Jameela, who married at 15, was a mother of two children when she accepted the challenge and went on to train as paramedic, first in the UAE, then in Kuwait, on to London and eventually in Australia for more than three years giving up precious family time to be of help to the nation. “The job of the paramedic is challenging as she is the first to meet a patient even before a doctor or nurse do and she has to take tough decisions. There are 10 golden minutes I have with my patients when I arrive with the ambulance to either lose or save them and that is why I required special training,” she explains of the many challenges she met on a daily basis as a paramedic.

Her biggest award came when His Highness Shaikh Mohammad Bin Rashid Al Maktoum, Vice-President and Prime Minister of the UAE and Ruler of Dubai, visited her at her home to personally thank her for her services.

“It was an unforgettable moment when he bestowed on me the title of Mother of Ambulance (Umm Al Isaaf) and told me that not only him but entire Dubai was proud of me. I felt all my hard work was truly worth it,” says Jameela, who at 49 today is a grandmother and loves to impress her five grandchildren with her daily action-packed routines.

Her example has now been followed by many other Emiratis and now there are more than 300 Emirati women paramedics. “Our government does not differentiate between genders and gives women all the support and encouragement they need to step into a professional field,” she says.

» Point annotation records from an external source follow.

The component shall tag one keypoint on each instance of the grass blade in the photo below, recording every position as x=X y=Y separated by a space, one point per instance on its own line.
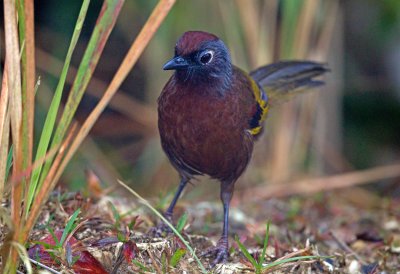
x=182 y=222
x=177 y=256
x=4 y=133
x=266 y=240
x=288 y=260
x=138 y=46
x=246 y=252
x=54 y=106
x=70 y=226
x=159 y=215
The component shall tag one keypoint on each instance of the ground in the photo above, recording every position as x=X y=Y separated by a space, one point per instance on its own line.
x=360 y=238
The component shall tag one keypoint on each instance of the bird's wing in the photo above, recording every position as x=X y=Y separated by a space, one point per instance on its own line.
x=284 y=79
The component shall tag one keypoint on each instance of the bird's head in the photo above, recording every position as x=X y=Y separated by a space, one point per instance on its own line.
x=201 y=57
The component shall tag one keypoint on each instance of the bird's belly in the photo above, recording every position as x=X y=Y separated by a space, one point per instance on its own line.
x=205 y=142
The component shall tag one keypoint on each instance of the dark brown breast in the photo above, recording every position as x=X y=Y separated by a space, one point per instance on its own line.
x=204 y=132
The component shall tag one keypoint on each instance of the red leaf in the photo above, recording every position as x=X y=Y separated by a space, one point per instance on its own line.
x=129 y=250
x=85 y=263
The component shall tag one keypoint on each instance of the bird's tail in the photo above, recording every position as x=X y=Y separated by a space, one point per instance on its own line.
x=282 y=79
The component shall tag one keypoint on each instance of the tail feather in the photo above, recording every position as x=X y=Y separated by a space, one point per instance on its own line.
x=286 y=76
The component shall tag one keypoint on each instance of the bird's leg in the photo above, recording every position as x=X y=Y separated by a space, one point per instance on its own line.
x=168 y=214
x=162 y=227
x=221 y=250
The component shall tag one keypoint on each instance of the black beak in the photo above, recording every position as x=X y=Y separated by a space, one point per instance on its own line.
x=176 y=63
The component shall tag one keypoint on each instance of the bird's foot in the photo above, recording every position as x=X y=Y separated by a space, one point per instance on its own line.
x=162 y=229
x=220 y=252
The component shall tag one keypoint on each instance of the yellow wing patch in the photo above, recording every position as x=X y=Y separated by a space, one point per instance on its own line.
x=262 y=106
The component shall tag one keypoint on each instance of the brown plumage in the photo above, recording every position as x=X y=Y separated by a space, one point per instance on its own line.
x=211 y=112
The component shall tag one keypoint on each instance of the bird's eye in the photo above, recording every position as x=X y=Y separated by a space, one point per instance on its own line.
x=206 y=57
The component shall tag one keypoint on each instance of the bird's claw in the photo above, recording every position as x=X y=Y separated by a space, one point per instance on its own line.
x=219 y=252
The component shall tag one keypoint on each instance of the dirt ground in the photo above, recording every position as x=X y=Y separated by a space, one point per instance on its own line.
x=110 y=235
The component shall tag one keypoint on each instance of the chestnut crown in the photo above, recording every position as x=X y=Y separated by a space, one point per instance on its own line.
x=201 y=57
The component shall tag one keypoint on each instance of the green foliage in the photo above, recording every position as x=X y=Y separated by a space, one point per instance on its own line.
x=259 y=265
x=49 y=124
x=177 y=256
x=182 y=222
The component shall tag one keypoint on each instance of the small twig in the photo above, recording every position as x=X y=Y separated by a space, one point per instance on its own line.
x=327 y=183
x=345 y=247
x=44 y=266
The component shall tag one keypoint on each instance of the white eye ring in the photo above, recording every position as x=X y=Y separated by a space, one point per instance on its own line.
x=206 y=57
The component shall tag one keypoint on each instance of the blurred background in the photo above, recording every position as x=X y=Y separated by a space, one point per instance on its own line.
x=350 y=124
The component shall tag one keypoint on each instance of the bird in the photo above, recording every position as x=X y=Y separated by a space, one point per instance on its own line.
x=210 y=113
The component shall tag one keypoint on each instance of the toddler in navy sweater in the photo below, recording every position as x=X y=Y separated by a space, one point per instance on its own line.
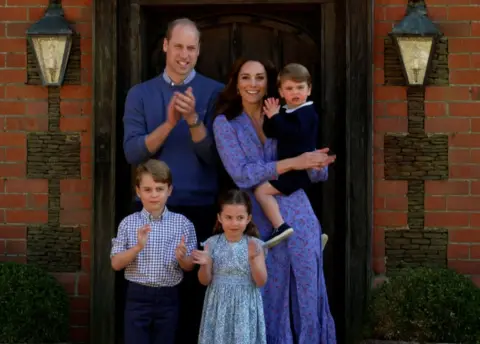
x=295 y=128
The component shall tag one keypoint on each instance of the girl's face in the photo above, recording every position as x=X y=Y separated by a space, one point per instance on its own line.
x=252 y=82
x=234 y=219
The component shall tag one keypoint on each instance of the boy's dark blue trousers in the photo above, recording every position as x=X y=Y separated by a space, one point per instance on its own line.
x=151 y=314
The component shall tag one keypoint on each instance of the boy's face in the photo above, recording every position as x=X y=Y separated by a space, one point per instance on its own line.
x=152 y=194
x=294 y=93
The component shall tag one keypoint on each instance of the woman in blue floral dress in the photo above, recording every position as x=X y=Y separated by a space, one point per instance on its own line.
x=295 y=298
x=232 y=265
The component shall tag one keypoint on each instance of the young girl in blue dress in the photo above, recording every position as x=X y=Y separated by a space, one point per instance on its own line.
x=232 y=265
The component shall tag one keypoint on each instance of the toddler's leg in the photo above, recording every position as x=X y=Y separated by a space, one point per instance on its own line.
x=264 y=194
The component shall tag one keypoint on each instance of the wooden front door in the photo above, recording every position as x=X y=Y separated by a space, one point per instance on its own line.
x=293 y=34
x=330 y=37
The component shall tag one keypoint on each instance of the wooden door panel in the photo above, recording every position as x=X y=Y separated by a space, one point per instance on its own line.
x=227 y=36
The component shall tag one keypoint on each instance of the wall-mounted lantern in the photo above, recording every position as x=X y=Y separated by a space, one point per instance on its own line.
x=415 y=37
x=51 y=40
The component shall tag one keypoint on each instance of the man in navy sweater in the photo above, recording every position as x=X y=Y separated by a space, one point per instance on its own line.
x=170 y=118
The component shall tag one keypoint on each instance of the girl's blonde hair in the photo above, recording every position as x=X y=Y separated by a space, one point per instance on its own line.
x=237 y=197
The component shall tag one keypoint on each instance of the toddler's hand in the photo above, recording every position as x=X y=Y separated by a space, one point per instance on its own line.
x=271 y=107
x=253 y=249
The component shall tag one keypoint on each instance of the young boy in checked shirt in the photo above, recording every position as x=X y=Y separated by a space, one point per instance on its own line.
x=154 y=247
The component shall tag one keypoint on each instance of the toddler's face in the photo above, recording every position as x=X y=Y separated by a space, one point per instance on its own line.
x=295 y=93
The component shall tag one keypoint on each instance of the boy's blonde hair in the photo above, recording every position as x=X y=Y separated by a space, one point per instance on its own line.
x=295 y=72
x=159 y=171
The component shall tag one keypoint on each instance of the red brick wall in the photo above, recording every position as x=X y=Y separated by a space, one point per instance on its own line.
x=23 y=108
x=452 y=110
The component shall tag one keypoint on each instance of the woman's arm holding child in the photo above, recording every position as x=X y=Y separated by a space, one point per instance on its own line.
x=256 y=259
x=188 y=243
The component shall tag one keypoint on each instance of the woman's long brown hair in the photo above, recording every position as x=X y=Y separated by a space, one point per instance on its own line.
x=229 y=101
x=237 y=197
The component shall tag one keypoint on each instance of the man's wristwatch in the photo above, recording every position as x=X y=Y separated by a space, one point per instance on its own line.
x=195 y=123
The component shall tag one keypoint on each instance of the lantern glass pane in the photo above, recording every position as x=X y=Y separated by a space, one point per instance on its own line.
x=415 y=52
x=50 y=51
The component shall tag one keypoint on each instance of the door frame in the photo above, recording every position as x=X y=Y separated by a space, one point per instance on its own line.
x=347 y=107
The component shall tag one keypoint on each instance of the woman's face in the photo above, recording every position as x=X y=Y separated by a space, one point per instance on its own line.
x=252 y=82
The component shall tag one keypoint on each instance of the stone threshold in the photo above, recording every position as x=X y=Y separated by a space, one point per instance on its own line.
x=376 y=341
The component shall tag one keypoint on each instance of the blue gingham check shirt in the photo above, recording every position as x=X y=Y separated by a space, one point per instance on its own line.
x=155 y=265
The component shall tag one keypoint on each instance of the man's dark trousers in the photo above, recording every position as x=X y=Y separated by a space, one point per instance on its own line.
x=192 y=292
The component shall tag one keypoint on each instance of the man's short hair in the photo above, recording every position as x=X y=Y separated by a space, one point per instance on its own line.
x=181 y=22
x=159 y=171
x=295 y=72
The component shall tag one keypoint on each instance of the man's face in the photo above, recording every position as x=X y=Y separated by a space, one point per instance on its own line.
x=295 y=93
x=182 y=51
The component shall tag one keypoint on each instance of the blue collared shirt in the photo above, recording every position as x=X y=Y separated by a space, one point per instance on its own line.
x=156 y=265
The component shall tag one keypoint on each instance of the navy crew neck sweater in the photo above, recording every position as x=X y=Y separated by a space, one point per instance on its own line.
x=193 y=165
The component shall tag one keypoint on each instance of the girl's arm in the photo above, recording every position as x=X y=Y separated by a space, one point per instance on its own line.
x=205 y=260
x=259 y=269
x=205 y=273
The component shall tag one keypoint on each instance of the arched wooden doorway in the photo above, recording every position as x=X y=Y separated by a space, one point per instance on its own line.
x=331 y=37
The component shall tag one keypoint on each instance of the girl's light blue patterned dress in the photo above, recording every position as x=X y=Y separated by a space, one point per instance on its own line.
x=233 y=308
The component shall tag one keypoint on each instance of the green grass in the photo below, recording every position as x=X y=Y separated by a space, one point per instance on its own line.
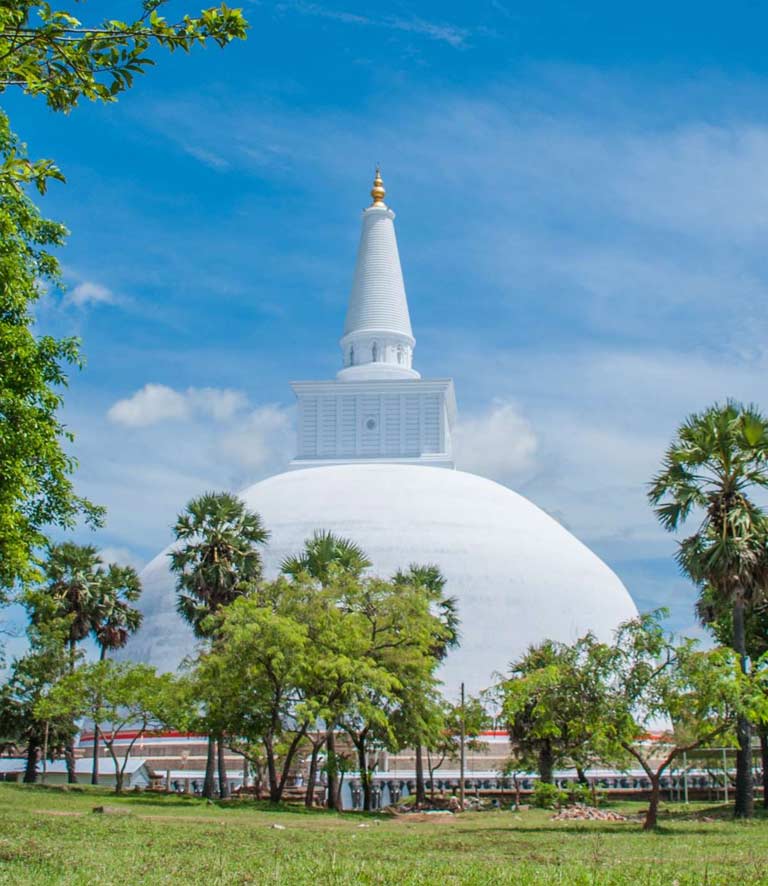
x=51 y=836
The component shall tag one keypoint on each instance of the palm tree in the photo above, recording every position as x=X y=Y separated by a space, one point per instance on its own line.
x=716 y=459
x=115 y=619
x=216 y=561
x=71 y=574
x=324 y=551
x=322 y=554
x=432 y=581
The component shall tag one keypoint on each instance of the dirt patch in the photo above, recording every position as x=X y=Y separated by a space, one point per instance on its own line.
x=58 y=812
x=577 y=812
x=433 y=817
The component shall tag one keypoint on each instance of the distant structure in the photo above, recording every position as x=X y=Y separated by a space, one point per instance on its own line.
x=378 y=409
x=374 y=463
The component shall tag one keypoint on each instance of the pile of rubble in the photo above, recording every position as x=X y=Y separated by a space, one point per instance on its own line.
x=579 y=812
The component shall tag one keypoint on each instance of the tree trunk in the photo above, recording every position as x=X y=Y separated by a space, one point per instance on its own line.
x=223 y=780
x=69 y=757
x=546 y=763
x=30 y=772
x=275 y=788
x=309 y=798
x=421 y=790
x=333 y=776
x=764 y=761
x=210 y=765
x=651 y=816
x=365 y=779
x=744 y=803
x=95 y=757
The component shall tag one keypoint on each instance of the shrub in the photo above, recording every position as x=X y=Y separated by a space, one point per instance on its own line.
x=583 y=793
x=547 y=796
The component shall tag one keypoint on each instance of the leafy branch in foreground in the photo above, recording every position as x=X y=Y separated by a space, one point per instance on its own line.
x=49 y=52
x=36 y=489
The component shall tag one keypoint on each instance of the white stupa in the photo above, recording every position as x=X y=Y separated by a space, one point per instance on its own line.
x=374 y=464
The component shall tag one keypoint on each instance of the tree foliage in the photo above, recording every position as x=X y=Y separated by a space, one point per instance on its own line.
x=644 y=699
x=217 y=559
x=35 y=471
x=114 y=696
x=49 y=52
x=713 y=466
x=29 y=679
x=548 y=703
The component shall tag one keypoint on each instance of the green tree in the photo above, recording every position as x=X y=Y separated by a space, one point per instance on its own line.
x=403 y=634
x=548 y=702
x=36 y=491
x=290 y=661
x=326 y=556
x=422 y=715
x=116 y=695
x=717 y=459
x=114 y=620
x=652 y=679
x=47 y=52
x=716 y=615
x=30 y=677
x=471 y=719
x=50 y=53
x=216 y=561
x=70 y=592
x=324 y=553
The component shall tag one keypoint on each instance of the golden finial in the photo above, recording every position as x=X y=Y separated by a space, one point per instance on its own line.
x=378 y=191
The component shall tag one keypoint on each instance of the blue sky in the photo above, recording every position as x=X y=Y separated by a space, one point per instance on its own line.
x=582 y=200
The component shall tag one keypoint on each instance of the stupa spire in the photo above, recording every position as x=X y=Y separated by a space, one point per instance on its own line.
x=378 y=191
x=378 y=341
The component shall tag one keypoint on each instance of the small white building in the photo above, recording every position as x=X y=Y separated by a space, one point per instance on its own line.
x=138 y=773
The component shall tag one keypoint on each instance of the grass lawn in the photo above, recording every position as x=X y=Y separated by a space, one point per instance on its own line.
x=49 y=835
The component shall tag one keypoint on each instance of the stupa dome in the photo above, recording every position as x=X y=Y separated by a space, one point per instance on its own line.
x=518 y=575
x=374 y=463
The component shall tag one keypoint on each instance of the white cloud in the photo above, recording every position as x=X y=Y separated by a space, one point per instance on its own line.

As the head of the newly formed disaster management committee, she has new challenges to face and wants all women to be dedicated to their goals. “In the coming years, I want more and more Emirati women to seize the opportunities they have and make the most of them.

They must realise their true strengths and know that no department, no field, is out of bounds for them. They need to have the willingness to work hard and the determination to reach there. In a few years from now, with better education, better training and more focus, our women are set to break more barriers and get into top leadership roles.”